Expanding our sense of beauty

IT’S good that we revisit our idea of beauty from time to time. The Pope just made another reference to it recently. In effect, he once again wants us to expand our sense of beauty.

These were some of the things he said:

“The search for beauty without truth and goodness can drive young people to fly toward artificial paradises that simply hide interior emptiness.”

“There is currently a dramatic separation between the search for beauty, understood in a reductive way as an exterior form, as an appearance to be sought at all costs, and the search for truth and the goodness of actions.”

“It is needed to again link beauty with reason, since reason that would like to separate itself from beauty would be diminished, as also beauty deprived of reason would be reduced to an empty and illusory mask.”

“Beauty has always been considered a path to arrive to God…The man of today, though absorbed by a cultural climate that is not always adequate for welcoming beauty in full harmony with truth and goodness, still has a desire and nostalgia for an authentic beauty, not superficial and ephemeral.”

Our problem is that we are stuck with just the physical, material and external aspects of beauty. It’s as if beauty has no other dimension, a much deeper one, more proper to us as persons and children of God.

To be sure, there’s nothing wrong with beauty in those peripheral aspects. What’s wrong is when we fail to connect them vitally to their proper foundation and principle.

What’s wrong is when with the constant bombardment of these aspects in media and elsewhere, we are made to spin and firm up a deepening belief that beauty indeed has no other beginning and end. These are just all it has.

And we cannot deny that there’s a surge these days of more intemperate ways to luxuriate in this kind and level of beauty, dripping with its usual cabal of companions like vanity, pride, arrogance, sensuality, self-absorption, greed, etc.

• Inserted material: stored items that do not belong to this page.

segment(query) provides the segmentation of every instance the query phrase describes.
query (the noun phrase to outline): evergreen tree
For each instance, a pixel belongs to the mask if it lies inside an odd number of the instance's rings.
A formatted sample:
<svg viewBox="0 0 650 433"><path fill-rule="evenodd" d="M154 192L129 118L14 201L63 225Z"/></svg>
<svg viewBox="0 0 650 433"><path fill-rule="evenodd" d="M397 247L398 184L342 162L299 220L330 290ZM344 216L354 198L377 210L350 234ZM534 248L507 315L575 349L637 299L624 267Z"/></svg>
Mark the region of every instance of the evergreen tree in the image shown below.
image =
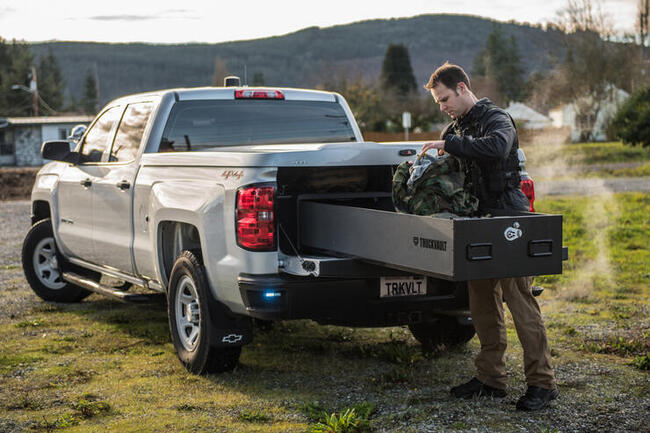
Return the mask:
<svg viewBox="0 0 650 433"><path fill-rule="evenodd" d="M32 53L25 43L7 43L0 38L0 116L32 115L32 95L14 90L15 84L29 87L33 64Z"/></svg>
<svg viewBox="0 0 650 433"><path fill-rule="evenodd" d="M84 92L81 97L81 107L86 114L96 114L98 102L97 81L95 81L95 75L88 69L84 82Z"/></svg>
<svg viewBox="0 0 650 433"><path fill-rule="evenodd" d="M406 97L417 88L409 52L403 44L390 44L386 49L380 83L382 89L400 97Z"/></svg>
<svg viewBox="0 0 650 433"><path fill-rule="evenodd" d="M255 72L253 74L253 86L263 86L264 85L264 73Z"/></svg>
<svg viewBox="0 0 650 433"><path fill-rule="evenodd" d="M41 57L39 63L38 93L53 110L59 111L63 108L64 87L59 63L50 49L48 55Z"/></svg>
<svg viewBox="0 0 650 433"><path fill-rule="evenodd" d="M517 41L506 39L501 26L495 25L485 45L474 59L472 74L496 83L505 101L520 101L524 97L524 69L521 65Z"/></svg>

In fact, we now have some kind of a body cult, an adoration to the body that exacts our full attention to its need for wellness and beauty. It’s a cult that competes and tends to replace the worship we owe to God.

It kills our impulses to pray and make sacrifices. It arouses our bodily instincts and powers while lulling our spiritual faculties to sleep.

We need to defang this trend. And the challenge is precisely how to make it more human, more Christian, more in keeping with our true dignity. It’s not to do away with it completely. It is to regulate it, to subject it to a higher guiding principle.

The main difficulty we have to contend with is the democratic and free market type of economy that actually needs to be infused with the proper spirit. Absent that, it becomes a cesspool of wild, raw and unprocessed tendencies.

This is what we sometimes see in the media. For example, it’s now not anymore a source of shame to strut one’s stuff. Modesty these days is a value violently mutilated by the new and notoriously flirty prophetesses and apostles of the body cult.

Of course, the mentalities of people are changing also. The other day, someone told me that a girl who was to turn 18 decided not to have a debut. Instead she asked her parents for a nose job, some nipping and tucking in parts of her body, and, sorry for this, a bloating of the boobs.

There are many other examples that cannot be mentioned here. Obviously, the whole affair breeds temptations and feeds sins, vices and other irregularities. Scandals have exploded. On second thought, it’s a good sign that we are still scandalized. Woe to us when we stop getting scandalized!

Again, we should not stop at lamenting. That will not take us anywhere. We have to offer the antidote to this sweet poison menacing our society. All of us should find ways of how to relate the attention and care we give to our bodies to our worship to God, to our duty to love God and all.

Those in the media, in the entertainment and body care industry—beauty parlors, spa and massage parlors, gyms, etc.—should be the primary experts on how to link their work to God.

We all have to expand our sense of beauty and body care.